The [Extreme Event Analysis](extreme-event-analysis.qmd) chapter uses "drought" to mean **water levels below 25th percentile** (a hydrological measure).
**These are different phenomena:**
- A 14-day dry spell (no rain) might NOT cause a drought if the aquifer has long memory
- A drought (low water levels) might persist even after dry spell ends due to slow recovery
**The lag between them reveals aquifer resilience:**
- Short lag (days): Shallow, unconfined - vulnerable to short dry spells
- Long lag (months): Deep, confined - can buffer extended dry periods
:::
::: {.callout-note icon=false}
## Understanding Dry Spell Analysis
**What Is It?**
A **dry spell** is a consecutive sequence of days with minimal precipitation (typically <1mm/day). Dry spell analysis quantifies how often these rainless periods occur, how long they last, and how severe they become. This statistical approach to drought assessment was developed in agricultural climatology in the 1960s-1970s.
**Why Does It Matter?**
Dry spells directly impact groundwater because:
- **Recharge cessation**: No rain = no infiltration = declining water tables
- **Drought propagation**: Extended dry spells (>30 days) propagate from meteorological → agricultural → hydrological drought
- **Recovery time**: Aquifer memory means recovery takes longer than the dry spell itself
- **Risk assessment**: Knowing typical dry spell durations informs drought preparedness and water restrictions
**How Does It Work?**
The analysis:
1. **Define threshold**: Days with <1mm precipitation count as "dry"
2. **Identify runs**: Group consecutive dry days into events
3. **Calculate statistics**: Duration, frequency, severity for each event
4. **Distribution analysis**: Fit probability models to predict rare extremes (e.g., 90th percentile dry spell length)
**What Will You See?**
Two panels:
1. **Histogram**: Distribution of dry spell durations (most are short, few are very long)
2. **ECDF (Cumulative Distribution)**: Shows probability of exceeding any duration
- 50th percentile = typical dry spell
- 90th percentile = unusually long dry spell
- 99th percentile = extreme dry spell (near-drought)
**How to Interpret:**
| Dry Spell Duration | Frequency | Impact on Aquifer | Management Response |
|-------------------|-----------|-------------------|---------------------|
| **<7 days** | Very common (70-80% of events) | Minimal - aquifer storage buffers | Normal operations |
| **7-14 days** | Common (15-20%) | Slight decline in shallow wells | Monitor soil moisture |
| **14-30 days** | Uncommon (5-10%) | Noticeable water table decline | Voluntary conservation |
| **30-60 days** | Rare (1-3%) | Significant stress, baseflow drops | Mandatory restrictions |
| **>60 days** | Very rare (<1%) | **Drought conditions** - well failures possible | Emergency response |
**Key Metrics:**
- **Mean duration**: Typical dry spell length (usually 3-5 days for temperate climates)

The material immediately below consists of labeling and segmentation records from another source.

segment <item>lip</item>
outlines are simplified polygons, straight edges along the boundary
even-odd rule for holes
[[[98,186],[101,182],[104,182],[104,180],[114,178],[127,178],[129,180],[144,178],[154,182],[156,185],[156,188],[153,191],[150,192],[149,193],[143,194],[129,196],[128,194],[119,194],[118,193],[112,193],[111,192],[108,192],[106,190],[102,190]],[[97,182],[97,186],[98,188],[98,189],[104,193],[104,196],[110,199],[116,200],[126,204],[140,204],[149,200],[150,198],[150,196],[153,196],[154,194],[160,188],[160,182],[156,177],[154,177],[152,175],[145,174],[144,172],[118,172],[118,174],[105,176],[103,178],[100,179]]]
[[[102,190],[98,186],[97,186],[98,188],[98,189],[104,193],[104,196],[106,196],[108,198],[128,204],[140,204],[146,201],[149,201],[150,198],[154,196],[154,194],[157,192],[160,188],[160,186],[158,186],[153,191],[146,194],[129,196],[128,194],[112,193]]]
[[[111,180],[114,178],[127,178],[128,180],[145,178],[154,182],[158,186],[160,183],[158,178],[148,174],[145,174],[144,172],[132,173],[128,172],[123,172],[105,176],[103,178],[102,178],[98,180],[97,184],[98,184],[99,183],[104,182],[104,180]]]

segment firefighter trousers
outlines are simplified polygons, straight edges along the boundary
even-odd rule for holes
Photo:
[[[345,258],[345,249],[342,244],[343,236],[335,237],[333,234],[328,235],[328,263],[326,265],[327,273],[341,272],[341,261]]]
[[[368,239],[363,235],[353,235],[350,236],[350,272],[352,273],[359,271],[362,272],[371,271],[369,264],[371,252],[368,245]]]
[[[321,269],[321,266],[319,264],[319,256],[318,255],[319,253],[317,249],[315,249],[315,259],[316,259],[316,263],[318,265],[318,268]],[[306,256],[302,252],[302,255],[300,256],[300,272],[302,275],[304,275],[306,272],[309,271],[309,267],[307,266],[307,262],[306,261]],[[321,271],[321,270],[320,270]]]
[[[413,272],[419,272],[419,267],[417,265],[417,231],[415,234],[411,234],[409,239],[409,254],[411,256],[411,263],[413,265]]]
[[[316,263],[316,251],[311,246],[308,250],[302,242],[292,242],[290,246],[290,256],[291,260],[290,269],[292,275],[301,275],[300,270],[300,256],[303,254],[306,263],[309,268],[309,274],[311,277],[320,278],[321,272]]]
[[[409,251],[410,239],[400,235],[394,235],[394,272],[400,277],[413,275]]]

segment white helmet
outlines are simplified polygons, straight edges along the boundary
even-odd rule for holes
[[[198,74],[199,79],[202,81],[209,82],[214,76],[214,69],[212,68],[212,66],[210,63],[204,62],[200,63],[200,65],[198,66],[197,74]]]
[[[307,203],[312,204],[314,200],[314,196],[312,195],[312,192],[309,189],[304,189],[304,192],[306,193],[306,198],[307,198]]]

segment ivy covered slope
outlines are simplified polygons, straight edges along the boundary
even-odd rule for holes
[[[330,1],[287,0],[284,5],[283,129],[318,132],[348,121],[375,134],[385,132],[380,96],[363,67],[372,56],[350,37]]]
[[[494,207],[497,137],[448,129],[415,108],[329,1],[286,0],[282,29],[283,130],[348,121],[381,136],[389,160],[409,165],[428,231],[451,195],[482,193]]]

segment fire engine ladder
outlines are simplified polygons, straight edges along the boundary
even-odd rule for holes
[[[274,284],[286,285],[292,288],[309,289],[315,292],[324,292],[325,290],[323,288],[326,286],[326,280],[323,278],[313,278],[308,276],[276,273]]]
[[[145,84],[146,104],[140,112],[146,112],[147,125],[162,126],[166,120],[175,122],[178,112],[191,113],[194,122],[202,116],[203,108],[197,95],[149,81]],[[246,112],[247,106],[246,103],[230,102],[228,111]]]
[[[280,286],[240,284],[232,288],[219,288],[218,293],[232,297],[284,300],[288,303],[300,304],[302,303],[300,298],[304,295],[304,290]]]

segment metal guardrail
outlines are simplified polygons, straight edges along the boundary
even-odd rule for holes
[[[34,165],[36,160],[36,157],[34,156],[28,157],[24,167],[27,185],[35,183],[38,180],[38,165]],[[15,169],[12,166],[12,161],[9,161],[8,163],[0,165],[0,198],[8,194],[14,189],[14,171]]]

- **90th percentile**: Planning criterion for drought preparedness
- **Maximum observed**: Worst-case historical event
- **Frequency >30 days**: Annual probability of moderate drought
**Physical Interpretation:**
Long dry spells are more damaging than their duration suggests because:
1. **Soil moisture depletion**: Takes weeks to refill before recharge resumes
2. **ET demands continue**: Vegetation and evaporation keep pulling from groundwater
3. **Cumulative deficit**: Recharge debt accumulates, requiring multiple storms to recover
**Key Insight:** The tail of the distribution (rare long dry spells) matters more than the mean. A single 60-day dry spell can deplete months of recharge, while 12 five-day dry spells have minimal cumulative impact.
:::
::: {.callout-tip icon=false}
## What Will You See?
The dry spell analysis produces a **two-panel visualization** showing the statistical distribution of consecutive rainless periods:
**Panel A: Histogram (Right-Skewed Distribution)**
| Visual Element | What It Shows | How to Interpret |
|----------------|---------------|------------------|
| **Shape** | Right-skewed distribution | **Most dry spells are short** (3-7 days), but long tail extends to rare extremes (60+ days) |
| **Peak** | Mode at 2-5 days | Typical break between rain events is just a few days |
| **Tail** | Long right tail | Rare extreme dry spells (>30 days) occur occasionally but are important |
| **Frequency** | Count of events | How often each duration occurs in the historical record |
**Panel B: ECDF Curve (Cumulative Probability)**
| Visual Element | What It Shows | How to Interpret |
|----------------|---------------|------------------|
| **ECDF Line** | Cumulative distribution function | S-shaped curve rising from 0% to 100% |
| **50th Percentile** | Median dry spell | Vertical line: **Typical duration** (50% shorter, 50% longer) |
| **90th Percentile** | Unusually long dry spell | Vertical line: **Planning threshold** - only 10% of dry spells exceed this |
| **99th Percentile** | Extreme dry spell | Vertical line: **Near-drought conditions** - rare but critical events |
| **Steep slope** | Rapid probability change | Most dry spells cluster in narrow range (high predictability) |
| **Flat tail** | Slow probability change | Extreme events are rare but variable (low predictability) |
**Interpreting Percentile Values for Drought Management:**
| Percentile | Typical Duration | Probability | Management Implication |
|------------|-----------------|-------------|------------------------|
| **50th** | 3-5 days | 50% of dry spells | Normal operations - aquifer buffers easily |
| **90th** | 15-30 days | 10% of dry spells | **Drought watch** - monitor soil moisture and shallow wells |
| **99th** | 45-90 days | 1% of dry spells | **Drought emergency** - mandatory restrictions, well failures possible |
**How to Read the Two Panels Together:**
1. **Histogram shows frequency**: How common each duration is in absolute terms
2. **ECDF shows cumulative probability**: What fraction of events are shorter/longer than a threshold
3. **Percentile markers connect them**: 90th percentile on ECDF = "only 10% of histogram is to the right of this line"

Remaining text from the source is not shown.